An old and ugly witch (Meryl Streep) offers a childless baker (James Corden) and his wife (Emily Blunt) the chance to actually have a little bun in the oven, so to speak, if only they will acquire 4 items for her that she needs. A cloak as red as blood, a slipper of gold, hair the color of corn and a cow that is milk white. If you’re familiar with your fairy tales you can already see where this is going. Off into the woods the couple goes in search of the items. The red cloak is found in the form of little red riding hood, who really doesn’t want to get rid of the cloak. On her way to grandmother’s house she’s going, but along the way she runs into that famed big bad wolf (Johnny Depp). Soon enough she and grandmother are swallowed up, only to have the baker rescue them. In her thanks, Red offers the cloak to the baker and off he goes. Simultaneously a young boy named Jack (Daniel Huttleston) has been charged by his mother to sell their white cow in order to keep from starving. Meeting up with the Baker and his wife, the dim witted boy trades the cow for a handful of beans (beans actually stolen from the garden of the witch). The other two items obviously come from Rapunzel’s (Mackenzie Mauzy) and Cinderella’s (Anna Kendrick) slipper, which have their own troubles in life. 

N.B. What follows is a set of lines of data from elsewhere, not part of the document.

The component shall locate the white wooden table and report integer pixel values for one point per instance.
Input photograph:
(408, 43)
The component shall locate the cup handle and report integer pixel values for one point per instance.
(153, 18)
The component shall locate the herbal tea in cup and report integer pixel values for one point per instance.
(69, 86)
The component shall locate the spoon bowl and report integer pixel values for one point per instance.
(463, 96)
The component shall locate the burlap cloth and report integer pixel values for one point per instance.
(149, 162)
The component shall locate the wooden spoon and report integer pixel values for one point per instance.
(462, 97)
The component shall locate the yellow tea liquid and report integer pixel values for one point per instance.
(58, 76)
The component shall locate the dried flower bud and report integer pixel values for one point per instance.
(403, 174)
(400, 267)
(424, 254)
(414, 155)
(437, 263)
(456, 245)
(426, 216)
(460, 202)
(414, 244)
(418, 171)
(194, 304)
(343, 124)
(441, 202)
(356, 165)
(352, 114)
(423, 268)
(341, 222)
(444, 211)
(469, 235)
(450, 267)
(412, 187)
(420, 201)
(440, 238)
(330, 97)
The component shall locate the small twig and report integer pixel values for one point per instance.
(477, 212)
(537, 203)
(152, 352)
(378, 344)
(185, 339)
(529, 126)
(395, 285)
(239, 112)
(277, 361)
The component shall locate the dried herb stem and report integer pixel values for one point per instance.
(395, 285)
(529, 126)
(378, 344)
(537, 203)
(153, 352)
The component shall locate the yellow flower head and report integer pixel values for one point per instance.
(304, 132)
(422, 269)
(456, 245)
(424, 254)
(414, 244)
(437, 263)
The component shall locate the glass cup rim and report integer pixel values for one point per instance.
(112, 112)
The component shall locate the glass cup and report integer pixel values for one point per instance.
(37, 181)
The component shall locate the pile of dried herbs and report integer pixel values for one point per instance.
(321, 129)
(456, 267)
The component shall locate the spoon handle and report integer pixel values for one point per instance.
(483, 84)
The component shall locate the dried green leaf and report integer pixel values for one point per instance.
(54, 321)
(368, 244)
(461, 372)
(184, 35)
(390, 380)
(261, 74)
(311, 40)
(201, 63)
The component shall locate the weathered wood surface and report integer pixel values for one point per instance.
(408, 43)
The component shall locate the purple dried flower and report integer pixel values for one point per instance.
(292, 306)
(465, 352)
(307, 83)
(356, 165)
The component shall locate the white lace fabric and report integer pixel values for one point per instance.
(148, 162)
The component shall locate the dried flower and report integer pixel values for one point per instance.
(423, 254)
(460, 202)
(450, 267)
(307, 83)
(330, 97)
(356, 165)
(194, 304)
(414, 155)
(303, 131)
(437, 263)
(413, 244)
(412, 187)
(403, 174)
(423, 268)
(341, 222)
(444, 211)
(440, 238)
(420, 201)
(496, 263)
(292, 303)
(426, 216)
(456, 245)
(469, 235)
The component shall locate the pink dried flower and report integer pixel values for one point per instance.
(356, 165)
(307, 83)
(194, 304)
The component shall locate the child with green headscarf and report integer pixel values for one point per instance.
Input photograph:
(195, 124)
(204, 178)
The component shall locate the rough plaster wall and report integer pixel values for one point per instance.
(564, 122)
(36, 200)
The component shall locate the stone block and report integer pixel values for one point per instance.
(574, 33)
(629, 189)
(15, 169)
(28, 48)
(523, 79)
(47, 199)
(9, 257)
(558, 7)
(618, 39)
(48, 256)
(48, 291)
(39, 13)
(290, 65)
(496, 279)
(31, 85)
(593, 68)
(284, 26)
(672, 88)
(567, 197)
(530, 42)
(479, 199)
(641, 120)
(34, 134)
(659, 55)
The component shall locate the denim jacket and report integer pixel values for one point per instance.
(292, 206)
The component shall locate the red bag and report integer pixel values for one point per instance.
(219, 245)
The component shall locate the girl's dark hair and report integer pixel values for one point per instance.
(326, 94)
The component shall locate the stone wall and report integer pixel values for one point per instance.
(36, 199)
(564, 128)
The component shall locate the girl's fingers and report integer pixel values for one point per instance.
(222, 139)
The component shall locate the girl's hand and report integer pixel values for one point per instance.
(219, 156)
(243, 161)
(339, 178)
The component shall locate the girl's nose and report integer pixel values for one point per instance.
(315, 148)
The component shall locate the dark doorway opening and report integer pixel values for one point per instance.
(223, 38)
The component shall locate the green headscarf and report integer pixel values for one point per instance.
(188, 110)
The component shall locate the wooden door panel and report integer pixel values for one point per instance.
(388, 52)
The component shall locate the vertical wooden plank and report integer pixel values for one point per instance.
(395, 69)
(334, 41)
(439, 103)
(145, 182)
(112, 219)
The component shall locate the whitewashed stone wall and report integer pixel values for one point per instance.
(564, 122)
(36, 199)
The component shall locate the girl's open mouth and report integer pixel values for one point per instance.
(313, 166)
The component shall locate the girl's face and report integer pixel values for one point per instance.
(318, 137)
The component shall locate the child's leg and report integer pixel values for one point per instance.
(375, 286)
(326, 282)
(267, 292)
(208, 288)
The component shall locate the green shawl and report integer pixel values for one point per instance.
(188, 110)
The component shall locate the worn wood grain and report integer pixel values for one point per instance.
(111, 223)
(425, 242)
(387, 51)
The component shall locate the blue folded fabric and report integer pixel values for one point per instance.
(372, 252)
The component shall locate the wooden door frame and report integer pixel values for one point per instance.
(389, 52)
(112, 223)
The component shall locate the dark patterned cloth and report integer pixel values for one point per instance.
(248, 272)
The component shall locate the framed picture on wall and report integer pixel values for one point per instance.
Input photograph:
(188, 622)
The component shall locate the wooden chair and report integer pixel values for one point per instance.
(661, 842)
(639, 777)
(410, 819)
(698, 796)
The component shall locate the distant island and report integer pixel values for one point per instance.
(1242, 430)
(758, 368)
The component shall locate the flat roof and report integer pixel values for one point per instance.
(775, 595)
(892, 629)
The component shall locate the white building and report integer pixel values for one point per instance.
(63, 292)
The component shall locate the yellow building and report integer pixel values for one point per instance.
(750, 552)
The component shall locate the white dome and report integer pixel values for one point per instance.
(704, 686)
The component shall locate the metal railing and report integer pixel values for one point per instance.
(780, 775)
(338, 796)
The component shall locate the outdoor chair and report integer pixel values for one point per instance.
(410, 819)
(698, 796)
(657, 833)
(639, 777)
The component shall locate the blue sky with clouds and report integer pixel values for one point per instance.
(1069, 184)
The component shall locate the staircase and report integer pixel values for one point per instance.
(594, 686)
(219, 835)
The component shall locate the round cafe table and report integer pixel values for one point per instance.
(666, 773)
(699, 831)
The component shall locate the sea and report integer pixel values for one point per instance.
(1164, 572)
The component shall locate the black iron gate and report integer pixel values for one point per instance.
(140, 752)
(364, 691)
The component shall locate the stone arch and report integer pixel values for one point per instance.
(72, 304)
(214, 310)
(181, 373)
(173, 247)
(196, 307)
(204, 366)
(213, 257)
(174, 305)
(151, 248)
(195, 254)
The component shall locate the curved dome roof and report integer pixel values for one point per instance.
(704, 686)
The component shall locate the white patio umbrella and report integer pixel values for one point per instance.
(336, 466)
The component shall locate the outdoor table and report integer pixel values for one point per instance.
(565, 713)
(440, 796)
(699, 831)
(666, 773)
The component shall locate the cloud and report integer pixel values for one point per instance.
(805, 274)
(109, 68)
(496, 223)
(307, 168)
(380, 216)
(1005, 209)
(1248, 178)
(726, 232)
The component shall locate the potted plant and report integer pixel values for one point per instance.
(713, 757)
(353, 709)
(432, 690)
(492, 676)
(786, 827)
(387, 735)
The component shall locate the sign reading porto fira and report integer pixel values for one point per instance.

Being that this is a whole interconnected story the Baker and his wife aren’t the only people in distress. Jack is desperate to get milky white back and uses the magic beans to go up and defeat the giant of legends and bring back gold for his mother and enough to buy back his cow. Cinderella is trying to go to the prince’s ball and nab herself a husband in the form of Prince Charming (Chris Pine). Rapunzel and Prince Charming’s brother find themselves in love, which infuriates the evil witch, and Red Riding hood is still dealing with the issues of being eaten by a wolf. We all know the old “Disney” versions where Rapunzel gets the prince, Cinderella hers, and Jack is rich and wealthy after his deeds, buuuuuuuuuuuuuuuuuuuuuuuuuuuuuuuuuuuuuuuuuuuuuuut, we’re only half way through the movie and this is where things get dark in hurry. As mentioned above, there’s ALWAYS a consequence to actions, no matter what they are. In this case people start reaping the fruit of their folly. Cinderella has a charming prince, but unfortunately not a very sincere one. The baker and his wife get their child, but the wife is more than a little enamored with Prince Charming, Prince Charming two gets his eyes stabbed out by the witch, and little old Jack now has the giant’s wife chasing him back down the beanstalk to avenge her dead husband. Now the group is in shambles, their lives in disarray and they have to build themselves back up from the ashes once more.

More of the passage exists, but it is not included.